Dat klinkt logisch, maar vergeet niet dat boosheid ook de vermijdmotivatie kan versterken. Als boosheid – zoals vaak – het gevolg is van gemaakte fouten, dan is het gevaar groot dat sporters zich vervolgens (nog) meer gaan richten op het vermijden van fouten. Deze nadruk op ‘vermijden’ zal niet bevorderlijk zijn voor je prestatieniveau. Immers, als je iets niet wilt, iets wilt voorkomen, waar richt je je dan op? Je bent dan als een-kip-zonder-kop bezig met het vermijden van fouten. Het is veel effectiever als sporters zich richten op wat ze wèl moeten doen om een positieve uitkomst te bereiken. Voetballers – bijvoorbeeld – die een vrije trap niet in de muur willen schieten (wat een logische gedachte is), moeten vervolgens bedenken wat ze wèl moeten doen om de bal langs, onder of over de muur op het doel te schieten, buiten bereik van de keeper. Dat vergroot de kans dat de bal uiteindelijk niet in de muur belandt, maar tussen de palen. 
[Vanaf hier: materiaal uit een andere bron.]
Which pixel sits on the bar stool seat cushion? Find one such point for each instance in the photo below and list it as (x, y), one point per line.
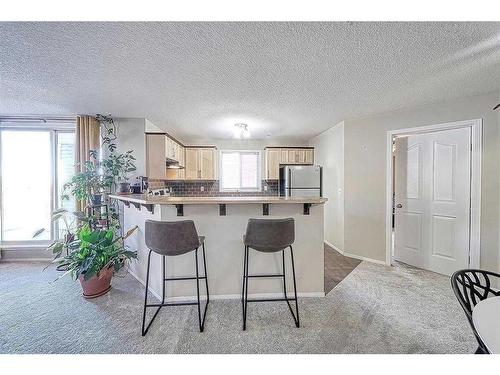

De mate waarin boosheid goed is voor het prestatieniveau, verschilt per sport. Met name in sporten waarbij een bepaalde mate van agressie is vereist, en precisie en fijne motoriek minder belangrijk zijn, zoals hardlopen, wielrennen en skiën, kan boosheid faciliterend werken. Boosheid signaleert dat je de activiteit belangrijk vindt en waarde hecht aan goed presteren, en vooral ook dat het op dat moment niet gaat zoals je graag zou willen. Als sporters vervolgens in staat zijn om die boosheid effectief in te zetten, zoals Sifan Hassan en Max Verstappen, dan zal dat niet alleen hun prestaties ten goede komen. Onderzoek van collega’s Maya Tamir en Brett Ford herbevestigde dat positieve emoties mensen gelukkig maken. Maar zij lieten daarbij zien dat de meest gelukkige mensen ook in staat zijn om negatieve emoties in hun voordeel te gebruiken, bijvoorbeeld door extra energie in de strijd te gooien, meer druk te zetten, slimmer te handelen, of geconcentreerder te werk te gaan.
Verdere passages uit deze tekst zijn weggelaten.